In the game I am designing, I rejiggered this a little bit. It’s probably not a good enough mechanic yet, because the bonuses it can potentially provide are too big, but the gist is:
There are two circumstances in which you can help someone.
- When they are about to spend Resolve – which are usually situations in which they are taking ‘damage’ (You can think of Resolve as being similar to Stress in Blades in the Dark)
- When they are making a roll.
If you are helping someone who is spending Resolve, you spend one Resolve yourself, and they then need to spend less – depending on their Trust towards you.

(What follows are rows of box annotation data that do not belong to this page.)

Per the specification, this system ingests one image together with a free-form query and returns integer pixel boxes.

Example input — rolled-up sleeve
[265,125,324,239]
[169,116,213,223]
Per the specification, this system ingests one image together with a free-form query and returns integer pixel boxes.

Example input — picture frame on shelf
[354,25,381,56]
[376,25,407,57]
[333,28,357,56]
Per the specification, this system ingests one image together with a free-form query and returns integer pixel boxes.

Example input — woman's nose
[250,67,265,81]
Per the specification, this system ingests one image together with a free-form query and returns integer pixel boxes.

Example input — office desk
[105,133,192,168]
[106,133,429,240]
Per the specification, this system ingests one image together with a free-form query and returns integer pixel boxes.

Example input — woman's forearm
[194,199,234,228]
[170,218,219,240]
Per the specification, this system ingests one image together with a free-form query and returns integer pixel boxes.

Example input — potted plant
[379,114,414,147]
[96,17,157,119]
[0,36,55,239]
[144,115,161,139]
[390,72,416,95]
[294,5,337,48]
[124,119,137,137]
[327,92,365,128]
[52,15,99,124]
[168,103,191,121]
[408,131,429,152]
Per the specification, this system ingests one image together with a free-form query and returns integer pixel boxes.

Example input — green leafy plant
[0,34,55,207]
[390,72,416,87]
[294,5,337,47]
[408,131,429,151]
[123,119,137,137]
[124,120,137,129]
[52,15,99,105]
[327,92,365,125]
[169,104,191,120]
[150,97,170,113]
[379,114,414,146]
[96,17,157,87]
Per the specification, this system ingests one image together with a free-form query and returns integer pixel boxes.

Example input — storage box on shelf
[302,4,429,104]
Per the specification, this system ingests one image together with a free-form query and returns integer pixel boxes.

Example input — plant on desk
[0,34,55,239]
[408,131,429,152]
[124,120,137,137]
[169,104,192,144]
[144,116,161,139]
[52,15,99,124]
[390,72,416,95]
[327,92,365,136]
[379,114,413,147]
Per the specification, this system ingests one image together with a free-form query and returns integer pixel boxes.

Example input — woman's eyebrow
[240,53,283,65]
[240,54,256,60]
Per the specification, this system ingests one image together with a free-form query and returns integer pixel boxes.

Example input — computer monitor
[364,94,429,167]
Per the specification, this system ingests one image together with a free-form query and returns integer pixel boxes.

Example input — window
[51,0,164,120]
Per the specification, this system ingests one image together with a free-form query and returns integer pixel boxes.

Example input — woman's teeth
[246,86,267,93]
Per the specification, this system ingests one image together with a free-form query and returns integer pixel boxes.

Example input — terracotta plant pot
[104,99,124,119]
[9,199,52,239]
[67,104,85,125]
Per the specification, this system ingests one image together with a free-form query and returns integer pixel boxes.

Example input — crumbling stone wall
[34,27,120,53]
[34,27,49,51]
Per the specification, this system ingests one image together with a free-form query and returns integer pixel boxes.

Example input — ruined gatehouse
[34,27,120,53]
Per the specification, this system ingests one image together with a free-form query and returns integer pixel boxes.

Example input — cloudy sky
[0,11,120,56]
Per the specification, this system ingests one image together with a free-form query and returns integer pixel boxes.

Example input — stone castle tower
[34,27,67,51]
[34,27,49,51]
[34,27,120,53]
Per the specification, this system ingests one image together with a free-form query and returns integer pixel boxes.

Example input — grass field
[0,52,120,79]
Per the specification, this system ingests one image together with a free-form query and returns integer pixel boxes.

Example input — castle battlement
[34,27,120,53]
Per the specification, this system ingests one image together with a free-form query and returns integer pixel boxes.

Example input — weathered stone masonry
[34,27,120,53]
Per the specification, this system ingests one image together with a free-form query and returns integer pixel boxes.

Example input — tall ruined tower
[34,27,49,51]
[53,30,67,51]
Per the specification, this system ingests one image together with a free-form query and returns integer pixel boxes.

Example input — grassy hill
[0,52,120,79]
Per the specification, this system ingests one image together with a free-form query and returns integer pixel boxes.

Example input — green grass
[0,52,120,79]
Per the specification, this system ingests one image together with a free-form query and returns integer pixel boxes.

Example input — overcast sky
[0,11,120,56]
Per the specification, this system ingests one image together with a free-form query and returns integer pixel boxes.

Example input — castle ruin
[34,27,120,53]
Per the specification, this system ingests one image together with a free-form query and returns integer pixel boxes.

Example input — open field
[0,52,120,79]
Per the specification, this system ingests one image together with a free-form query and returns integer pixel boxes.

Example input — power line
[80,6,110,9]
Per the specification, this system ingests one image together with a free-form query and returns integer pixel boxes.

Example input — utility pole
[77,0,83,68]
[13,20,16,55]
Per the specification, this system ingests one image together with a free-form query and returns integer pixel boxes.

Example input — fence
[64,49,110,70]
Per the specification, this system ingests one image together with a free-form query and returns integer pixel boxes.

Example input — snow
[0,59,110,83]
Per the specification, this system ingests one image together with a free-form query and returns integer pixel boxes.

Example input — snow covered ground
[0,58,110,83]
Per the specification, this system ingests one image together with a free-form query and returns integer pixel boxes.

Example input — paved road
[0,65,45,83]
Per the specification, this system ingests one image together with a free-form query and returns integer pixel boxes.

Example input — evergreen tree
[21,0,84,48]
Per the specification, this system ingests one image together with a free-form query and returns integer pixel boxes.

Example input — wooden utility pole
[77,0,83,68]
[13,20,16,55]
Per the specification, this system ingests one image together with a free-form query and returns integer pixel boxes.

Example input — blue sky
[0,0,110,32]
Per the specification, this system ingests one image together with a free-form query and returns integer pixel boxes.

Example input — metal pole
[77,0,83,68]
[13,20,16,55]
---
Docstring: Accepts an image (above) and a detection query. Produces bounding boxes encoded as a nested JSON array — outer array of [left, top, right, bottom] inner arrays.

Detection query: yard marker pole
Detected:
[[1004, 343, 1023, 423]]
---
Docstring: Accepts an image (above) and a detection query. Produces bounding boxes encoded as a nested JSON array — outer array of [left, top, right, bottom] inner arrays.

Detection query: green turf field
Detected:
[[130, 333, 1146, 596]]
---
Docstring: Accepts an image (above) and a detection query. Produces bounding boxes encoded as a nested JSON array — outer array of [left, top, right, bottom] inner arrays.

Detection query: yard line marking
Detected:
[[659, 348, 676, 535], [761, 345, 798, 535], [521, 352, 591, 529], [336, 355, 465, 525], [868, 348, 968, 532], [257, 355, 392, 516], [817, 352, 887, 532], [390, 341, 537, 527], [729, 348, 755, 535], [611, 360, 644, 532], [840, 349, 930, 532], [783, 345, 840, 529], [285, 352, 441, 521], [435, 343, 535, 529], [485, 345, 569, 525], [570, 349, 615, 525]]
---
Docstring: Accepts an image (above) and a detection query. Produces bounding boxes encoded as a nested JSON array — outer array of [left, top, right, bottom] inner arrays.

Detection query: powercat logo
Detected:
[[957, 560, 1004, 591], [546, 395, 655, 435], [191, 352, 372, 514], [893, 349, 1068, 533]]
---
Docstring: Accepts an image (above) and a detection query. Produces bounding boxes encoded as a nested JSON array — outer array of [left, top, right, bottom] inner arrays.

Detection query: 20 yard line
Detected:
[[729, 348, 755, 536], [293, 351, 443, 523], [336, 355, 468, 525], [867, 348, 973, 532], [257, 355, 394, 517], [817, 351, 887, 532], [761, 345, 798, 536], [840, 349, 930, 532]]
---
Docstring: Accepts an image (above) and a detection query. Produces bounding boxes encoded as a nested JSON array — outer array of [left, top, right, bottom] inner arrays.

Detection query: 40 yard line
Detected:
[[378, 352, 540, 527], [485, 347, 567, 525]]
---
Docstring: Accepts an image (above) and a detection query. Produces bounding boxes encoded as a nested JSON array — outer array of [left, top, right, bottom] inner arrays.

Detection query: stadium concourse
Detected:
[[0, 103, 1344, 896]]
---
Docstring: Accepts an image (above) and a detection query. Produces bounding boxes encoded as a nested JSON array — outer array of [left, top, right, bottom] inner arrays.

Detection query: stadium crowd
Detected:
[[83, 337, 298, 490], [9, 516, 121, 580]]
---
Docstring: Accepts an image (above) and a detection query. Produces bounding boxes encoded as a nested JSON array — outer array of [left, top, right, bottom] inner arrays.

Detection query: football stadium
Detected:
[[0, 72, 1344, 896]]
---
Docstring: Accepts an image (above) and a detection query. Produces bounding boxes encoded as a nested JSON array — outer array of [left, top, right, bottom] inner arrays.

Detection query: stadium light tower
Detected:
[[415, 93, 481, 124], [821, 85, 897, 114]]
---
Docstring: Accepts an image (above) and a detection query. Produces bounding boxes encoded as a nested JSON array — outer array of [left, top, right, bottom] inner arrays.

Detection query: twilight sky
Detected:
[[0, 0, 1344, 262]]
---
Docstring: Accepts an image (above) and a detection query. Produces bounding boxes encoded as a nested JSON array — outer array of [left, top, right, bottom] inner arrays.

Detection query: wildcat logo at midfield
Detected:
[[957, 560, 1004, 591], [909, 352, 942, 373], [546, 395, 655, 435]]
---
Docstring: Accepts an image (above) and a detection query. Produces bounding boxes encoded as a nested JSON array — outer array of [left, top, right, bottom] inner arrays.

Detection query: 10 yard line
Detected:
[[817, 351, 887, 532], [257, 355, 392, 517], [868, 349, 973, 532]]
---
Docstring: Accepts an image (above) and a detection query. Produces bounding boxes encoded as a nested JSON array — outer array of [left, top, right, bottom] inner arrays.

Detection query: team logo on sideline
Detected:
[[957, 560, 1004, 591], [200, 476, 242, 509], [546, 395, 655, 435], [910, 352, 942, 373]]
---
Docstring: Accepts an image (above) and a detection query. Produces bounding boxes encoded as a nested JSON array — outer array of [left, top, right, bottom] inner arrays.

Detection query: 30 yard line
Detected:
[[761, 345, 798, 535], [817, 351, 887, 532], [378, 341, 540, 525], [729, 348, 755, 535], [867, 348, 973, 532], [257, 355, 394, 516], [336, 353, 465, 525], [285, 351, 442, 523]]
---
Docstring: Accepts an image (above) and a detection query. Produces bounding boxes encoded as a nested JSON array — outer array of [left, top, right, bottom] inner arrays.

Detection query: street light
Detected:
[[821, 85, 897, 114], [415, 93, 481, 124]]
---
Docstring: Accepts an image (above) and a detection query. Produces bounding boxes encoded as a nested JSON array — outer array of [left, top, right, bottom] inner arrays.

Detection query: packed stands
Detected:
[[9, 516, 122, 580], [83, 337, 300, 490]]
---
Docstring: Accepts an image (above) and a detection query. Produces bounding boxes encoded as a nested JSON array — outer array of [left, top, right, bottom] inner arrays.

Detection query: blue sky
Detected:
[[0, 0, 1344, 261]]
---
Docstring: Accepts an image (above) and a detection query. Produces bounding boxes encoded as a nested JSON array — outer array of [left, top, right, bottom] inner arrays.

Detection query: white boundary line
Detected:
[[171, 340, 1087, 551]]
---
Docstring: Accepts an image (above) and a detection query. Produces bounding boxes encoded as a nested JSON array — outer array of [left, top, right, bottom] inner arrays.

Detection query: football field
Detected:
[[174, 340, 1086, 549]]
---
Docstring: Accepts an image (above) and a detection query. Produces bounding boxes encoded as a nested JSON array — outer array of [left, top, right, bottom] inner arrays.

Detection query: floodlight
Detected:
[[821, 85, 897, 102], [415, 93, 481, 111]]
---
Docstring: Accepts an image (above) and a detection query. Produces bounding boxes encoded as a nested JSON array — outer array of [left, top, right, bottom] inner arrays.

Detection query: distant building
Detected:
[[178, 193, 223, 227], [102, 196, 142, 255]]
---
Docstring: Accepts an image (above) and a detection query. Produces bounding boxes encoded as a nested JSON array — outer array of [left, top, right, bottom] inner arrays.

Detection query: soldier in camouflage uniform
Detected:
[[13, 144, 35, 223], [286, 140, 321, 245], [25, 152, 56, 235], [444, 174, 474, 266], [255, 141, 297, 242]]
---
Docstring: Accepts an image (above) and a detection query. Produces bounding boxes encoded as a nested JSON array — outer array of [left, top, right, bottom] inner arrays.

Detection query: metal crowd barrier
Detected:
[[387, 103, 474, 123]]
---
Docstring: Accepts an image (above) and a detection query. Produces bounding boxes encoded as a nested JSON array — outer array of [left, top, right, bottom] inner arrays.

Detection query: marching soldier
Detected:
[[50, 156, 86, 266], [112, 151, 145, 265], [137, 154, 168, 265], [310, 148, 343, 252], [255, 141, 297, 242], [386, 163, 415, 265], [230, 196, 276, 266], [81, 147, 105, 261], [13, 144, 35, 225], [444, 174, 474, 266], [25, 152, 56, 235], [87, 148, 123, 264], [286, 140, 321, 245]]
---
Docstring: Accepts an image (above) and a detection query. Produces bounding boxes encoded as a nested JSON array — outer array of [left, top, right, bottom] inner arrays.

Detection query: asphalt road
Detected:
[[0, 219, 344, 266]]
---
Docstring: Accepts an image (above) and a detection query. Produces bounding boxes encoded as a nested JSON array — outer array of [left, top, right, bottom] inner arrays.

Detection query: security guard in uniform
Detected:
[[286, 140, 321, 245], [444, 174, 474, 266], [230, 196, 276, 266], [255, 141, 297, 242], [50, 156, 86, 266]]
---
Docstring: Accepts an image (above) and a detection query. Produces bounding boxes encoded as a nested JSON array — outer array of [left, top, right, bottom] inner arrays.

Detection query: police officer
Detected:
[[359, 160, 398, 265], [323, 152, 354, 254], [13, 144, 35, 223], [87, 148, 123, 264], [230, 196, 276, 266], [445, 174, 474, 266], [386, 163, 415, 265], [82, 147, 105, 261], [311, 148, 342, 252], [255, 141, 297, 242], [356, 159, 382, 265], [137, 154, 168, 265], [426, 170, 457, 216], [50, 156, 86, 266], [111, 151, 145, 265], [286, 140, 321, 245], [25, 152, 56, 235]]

If you are helping someone who is making a roll, you spend Insight (Which is sortof like a Benny or Fate point) and give them a bonus on their roll based on their Trust towards you.
If you are helping someone who doesn’t Trust you yet, you have to spend more, and give only a baseline benefit, but this automatically increases their Trust towards you (Because you really pitched in to help them out)
If you are helping someone who does Trust you, you have the option of spending MORE Resolve/Insight to increase their trust towards you.
My major worry about this right now is that the boost from spending Insight to help someone who REALLY TRUSTS YOU is… +3. Which is gigantic. It also represents a more-or-less endgame situation, but still. I’ll probably have to adopt the Masks technique and cap total bonuses at +4, which… might have interesting repercussions now that I think about it.
But I THINK this setup has the advantage of making people want to help (because you can increase Trust, which is sortof the point of the game) without taking the spotlight off the help-ee, because there’s no roll involved?